Does that answer your question? Happy to consider feature suggestions on the GitHub if you wanted to contribute to development.

Thanks @ben for the proper link for the repo - yes, all good! I had “orgs” in it for some reason.

Okay that makes sense about the use case for HPCPy. The use case we have is that we have a web service running on a VM via which the user configures/submits a model run but it needs to execute on HPC. At CSIRO’s HPC, our VM and supercomputer share the same filesystem so it’s easy to set everything up and then do the final submit via ssh. On NCI, perhaps the same thing could be achieved via Nirin (or Nectar?) - I just feel like there should better supprt by HPC centres to support client tools not just on the head/compute nodes.

No worries @frizwi,

I’ve some experience with the CSIRO HPC - I believe they are using SLURM rather than PBS, unless it has changed since I was last logged in? HPCPy has been developed to be scheduler agnostic, however, the bulk of the development has been against PBS as that is what a lot of users are familiar with.

That being said, it wouldn’t be hard to port the PBS directives to SLURM, it is just a matter of setting up the mappings and command templates.

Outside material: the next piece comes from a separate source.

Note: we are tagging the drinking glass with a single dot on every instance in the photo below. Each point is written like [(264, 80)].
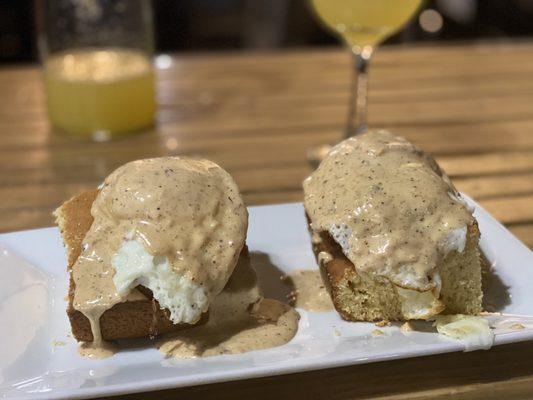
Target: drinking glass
[(97, 62), (363, 25)]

As long as the VM has access to the HPC via SSH (via ssh-keys), it is possible to achieve what you are suggesting.

1 Like

Hi Ben,

ME.org sounds really cool. I guess my question was getting at: are we duplicating a whole lot of data, i.e. is it easier to run the evaluation metrics locally too and just save the metrics? or is that not really a problem?

Hi @Kim_Reid , that is a valid question and one that I have brought up with the guys at ME.org. The intent of the service is for people to run different configurations etc. and evaluate them in a standardised way. So, in a sense the data is not really duplicated if everyone is running different configurations.

Of course, eventually things are going to fill up over there, so we are looking at implementing a garbage-collection routine to clean up the data periodically, retaining only the results of the evaluation itself.

Storage is always going to be an issue, I am reminded of this every time I log in to Gadi where all my projects are above 99%…

Does that answer your question?

Hi @ben,

Yes, thanks for the response!

No worries, @Kim_Reid, anytime.

@frizwi, I’ve raised an issue for this functionality over here. Feel free to add your suggestions.

1 Like